Hello! I’ve been playing around with GADTs lately and was wondering if anybody could point me in the right direction for learning how to type this so it would compile, if it’s possible, or if I’m overly complicating things.

I’ve seen this type of thing done to represent a type with no possible values:

module Nothing = {
  type t =
    | Nothing(t);
};

So I wanted to use it to lock down this Exit.t type so I could have a type of Exit.t('a, Nothing.t) to represent the Success case, capturing the fact that there is no recoverable Failure value.

module Exit = {
  type t('a, 'e) =
    | Success('a): t('a, Nothing.t)
    | Failure('e): t(Nothing.t, 'e);

This seemed to be okay, until I tried to write a flatMap function for it.

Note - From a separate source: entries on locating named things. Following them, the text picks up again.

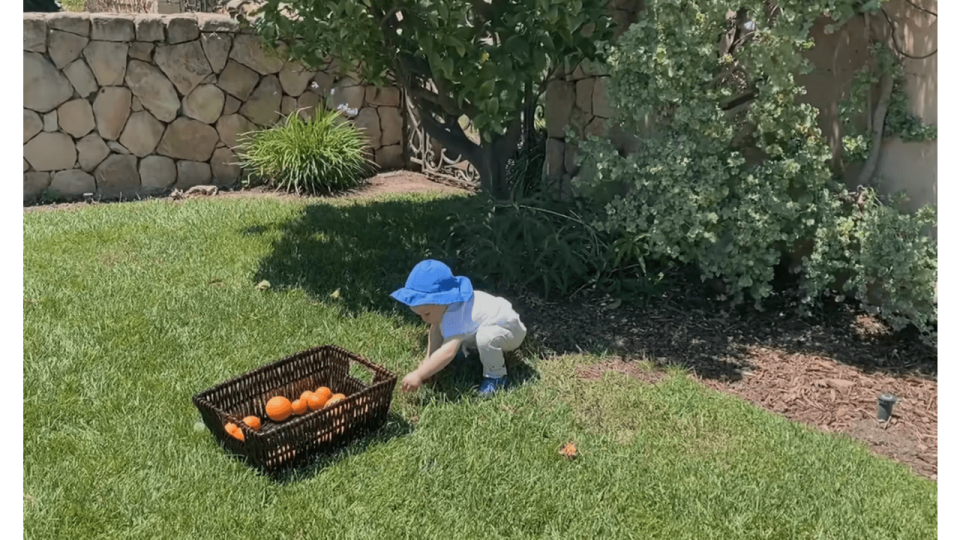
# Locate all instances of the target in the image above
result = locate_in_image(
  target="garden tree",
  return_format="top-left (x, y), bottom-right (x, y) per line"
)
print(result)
top-left (256, 0), bottom-right (612, 198)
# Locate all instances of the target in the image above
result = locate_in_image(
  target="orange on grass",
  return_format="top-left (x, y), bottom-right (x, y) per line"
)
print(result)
top-left (314, 386), bottom-right (333, 403)
top-left (325, 394), bottom-right (347, 407)
top-left (223, 422), bottom-right (243, 441)
top-left (301, 392), bottom-right (327, 411)
top-left (292, 399), bottom-right (307, 415)
top-left (267, 396), bottom-right (293, 422)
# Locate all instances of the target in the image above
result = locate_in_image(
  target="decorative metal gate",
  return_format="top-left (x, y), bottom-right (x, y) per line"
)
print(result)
top-left (404, 99), bottom-right (480, 191)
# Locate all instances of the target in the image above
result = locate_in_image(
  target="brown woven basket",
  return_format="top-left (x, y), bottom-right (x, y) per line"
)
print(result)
top-left (193, 345), bottom-right (397, 473)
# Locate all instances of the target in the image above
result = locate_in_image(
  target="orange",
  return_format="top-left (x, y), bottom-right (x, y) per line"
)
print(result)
top-left (316, 386), bottom-right (333, 403)
top-left (307, 392), bottom-right (327, 411)
top-left (293, 399), bottom-right (307, 415)
top-left (223, 422), bottom-right (243, 441)
top-left (325, 394), bottom-right (347, 407)
top-left (267, 396), bottom-right (293, 422)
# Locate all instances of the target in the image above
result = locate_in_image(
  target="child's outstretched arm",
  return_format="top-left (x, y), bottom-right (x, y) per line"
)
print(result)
top-left (402, 332), bottom-right (463, 392)
top-left (424, 324), bottom-right (443, 362)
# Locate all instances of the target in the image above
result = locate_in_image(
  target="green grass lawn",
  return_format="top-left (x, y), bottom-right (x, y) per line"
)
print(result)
top-left (23, 195), bottom-right (939, 540)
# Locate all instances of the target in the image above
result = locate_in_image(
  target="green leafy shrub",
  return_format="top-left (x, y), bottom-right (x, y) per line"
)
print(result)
top-left (569, 0), bottom-right (937, 338)
top-left (804, 189), bottom-right (939, 341)
top-left (237, 109), bottom-right (369, 194)
top-left (576, 0), bottom-right (835, 299)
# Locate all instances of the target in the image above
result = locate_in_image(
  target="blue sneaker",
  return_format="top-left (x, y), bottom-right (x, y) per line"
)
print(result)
top-left (479, 377), bottom-right (507, 396)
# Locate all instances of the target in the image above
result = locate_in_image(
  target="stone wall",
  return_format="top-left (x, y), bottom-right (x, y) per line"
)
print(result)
top-left (544, 0), bottom-right (939, 215)
top-left (23, 13), bottom-right (403, 202)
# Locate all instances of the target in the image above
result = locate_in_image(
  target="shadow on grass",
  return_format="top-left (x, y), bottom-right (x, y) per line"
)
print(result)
top-left (519, 262), bottom-right (939, 382)
top-left (417, 351), bottom-right (539, 405)
top-left (244, 190), bottom-right (938, 384)
top-left (257, 411), bottom-right (413, 485)
top-left (249, 197), bottom-right (488, 315)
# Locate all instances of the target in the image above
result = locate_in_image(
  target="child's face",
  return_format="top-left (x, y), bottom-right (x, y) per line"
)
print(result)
top-left (410, 304), bottom-right (447, 324)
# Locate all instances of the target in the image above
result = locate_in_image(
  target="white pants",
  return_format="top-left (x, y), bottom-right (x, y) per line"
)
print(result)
top-left (463, 318), bottom-right (527, 379)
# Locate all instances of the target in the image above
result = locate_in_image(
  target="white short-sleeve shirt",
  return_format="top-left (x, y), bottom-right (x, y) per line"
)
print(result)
top-left (440, 291), bottom-right (520, 340)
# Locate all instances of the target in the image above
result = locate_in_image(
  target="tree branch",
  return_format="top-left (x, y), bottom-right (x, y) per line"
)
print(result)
top-left (857, 73), bottom-right (893, 186)
top-left (880, 8), bottom-right (940, 60)
top-left (904, 0), bottom-right (940, 19)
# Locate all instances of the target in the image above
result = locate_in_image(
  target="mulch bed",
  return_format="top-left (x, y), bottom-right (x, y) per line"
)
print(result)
top-left (508, 276), bottom-right (939, 482)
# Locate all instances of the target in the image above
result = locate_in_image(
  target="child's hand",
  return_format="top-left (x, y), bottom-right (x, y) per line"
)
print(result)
top-left (402, 371), bottom-right (423, 392)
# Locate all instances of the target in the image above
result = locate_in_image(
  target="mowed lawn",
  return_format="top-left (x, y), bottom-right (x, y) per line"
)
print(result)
top-left (23, 195), bottom-right (939, 540)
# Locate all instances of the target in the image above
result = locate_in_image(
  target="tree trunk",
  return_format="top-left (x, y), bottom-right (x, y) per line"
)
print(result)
top-left (417, 100), bottom-right (523, 200)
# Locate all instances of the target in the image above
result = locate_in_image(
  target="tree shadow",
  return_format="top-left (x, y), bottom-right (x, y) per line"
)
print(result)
top-left (416, 345), bottom-right (539, 405)
top-left (510, 262), bottom-right (939, 382)
top-left (243, 197), bottom-right (480, 315)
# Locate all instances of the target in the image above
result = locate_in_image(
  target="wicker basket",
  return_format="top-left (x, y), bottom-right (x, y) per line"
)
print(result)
top-left (193, 345), bottom-right (397, 473)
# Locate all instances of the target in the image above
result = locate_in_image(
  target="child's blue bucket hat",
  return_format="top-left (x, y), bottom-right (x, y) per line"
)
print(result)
top-left (390, 259), bottom-right (473, 307)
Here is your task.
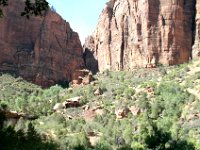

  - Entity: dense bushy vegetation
[0,59,200,150]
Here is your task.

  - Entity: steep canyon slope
[0,0,84,87]
[85,0,199,71]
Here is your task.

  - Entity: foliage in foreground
[0,59,200,150]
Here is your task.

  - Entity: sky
[47,0,108,44]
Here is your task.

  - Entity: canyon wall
[193,0,200,58]
[0,0,84,87]
[85,0,199,71]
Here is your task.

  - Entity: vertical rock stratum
[0,0,84,87]
[193,0,200,57]
[85,0,199,71]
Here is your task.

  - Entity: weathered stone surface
[0,0,84,87]
[83,36,98,74]
[85,0,195,71]
[193,0,200,58]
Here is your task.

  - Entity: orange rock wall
[0,0,84,87]
[85,0,195,71]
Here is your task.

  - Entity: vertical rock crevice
[83,0,200,71]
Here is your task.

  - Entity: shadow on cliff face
[83,48,99,74]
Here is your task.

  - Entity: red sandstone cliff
[0,0,84,86]
[85,0,199,71]
[193,0,200,58]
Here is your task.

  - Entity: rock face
[0,0,84,87]
[83,36,98,74]
[85,0,195,71]
[193,0,200,58]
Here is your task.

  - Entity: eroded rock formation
[85,0,199,71]
[0,0,84,87]
[193,0,200,58]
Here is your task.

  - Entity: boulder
[94,88,103,96]
[115,108,129,119]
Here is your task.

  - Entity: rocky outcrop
[193,0,200,58]
[85,0,195,71]
[83,36,98,74]
[0,0,84,87]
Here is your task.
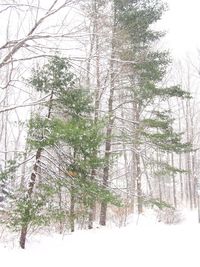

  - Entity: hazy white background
[161,0,200,59]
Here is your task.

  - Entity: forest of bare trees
[0,0,200,251]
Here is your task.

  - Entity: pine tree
[6,56,119,248]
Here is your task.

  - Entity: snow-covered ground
[0,213,200,267]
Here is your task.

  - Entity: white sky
[162,0,200,59]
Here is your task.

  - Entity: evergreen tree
[6,56,119,248]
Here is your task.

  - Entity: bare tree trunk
[171,153,177,208]
[99,3,116,225]
[19,148,42,249]
[19,91,53,249]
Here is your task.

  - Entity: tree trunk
[99,3,116,225]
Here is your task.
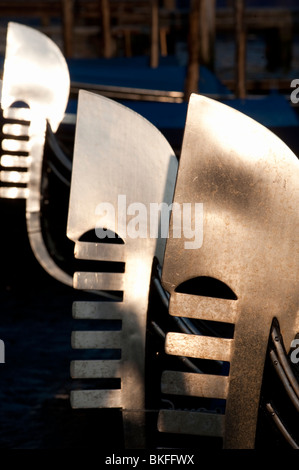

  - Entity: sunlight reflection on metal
[67,91,177,448]
[0,22,72,286]
[0,155,32,168]
[158,95,299,449]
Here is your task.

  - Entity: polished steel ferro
[158,95,299,449]
[67,91,177,448]
[0,22,72,285]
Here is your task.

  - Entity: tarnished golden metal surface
[158,95,299,448]
[0,22,72,285]
[67,91,177,447]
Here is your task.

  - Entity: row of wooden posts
[63,0,246,100]
[0,0,246,99]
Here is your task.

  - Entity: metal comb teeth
[158,293,237,438]
[158,95,299,448]
[67,91,177,448]
[0,22,72,286]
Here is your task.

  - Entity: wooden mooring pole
[234,0,246,99]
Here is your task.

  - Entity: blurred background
[0,0,299,448]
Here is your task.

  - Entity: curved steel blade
[67,91,177,447]
[159,95,299,448]
[0,22,72,285]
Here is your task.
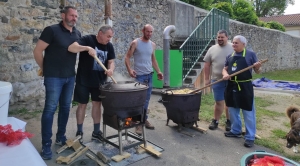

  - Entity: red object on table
[0,124,33,146]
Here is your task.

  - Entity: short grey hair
[99,24,114,33]
[233,35,247,46]
[218,29,228,37]
[60,6,77,14]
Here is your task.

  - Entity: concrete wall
[0,0,300,110]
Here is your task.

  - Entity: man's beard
[144,36,150,40]
[65,19,76,27]
[218,41,225,46]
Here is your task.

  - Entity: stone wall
[0,0,300,110]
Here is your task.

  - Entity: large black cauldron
[161,88,202,127]
[100,81,148,110]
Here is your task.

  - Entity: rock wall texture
[0,0,300,110]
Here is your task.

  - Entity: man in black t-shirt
[68,25,115,141]
[33,6,81,160]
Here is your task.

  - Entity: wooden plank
[242,131,261,139]
[56,135,81,154]
[192,126,207,134]
[111,152,131,162]
[97,152,111,164]
[136,147,146,154]
[56,147,89,164]
[140,144,161,157]
[86,153,106,166]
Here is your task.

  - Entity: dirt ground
[15,91,300,161]
[255,91,300,155]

  let flatMap: ('a => t('a1, 'e), t('a, 'e)) => t('a1, 'e) = (f, exit) =>
    switch (exit) {
    | Success(a) => f(a)
    | Failure(_) as e => e
    };
};

As is, it is inferring type Exit.t to always be Exit.t(Nothing.t, Nothing.t) which, I kind of understand since the type in the Failure case would set the first type to Nothing and the Success case would set the second type to Nothing.

I’ve tried the one thing I know, making some of those types local using type a. I’ve tried type a a1 e and type a e leaving 'a1 but I just don’t seem to be able to capture the idea.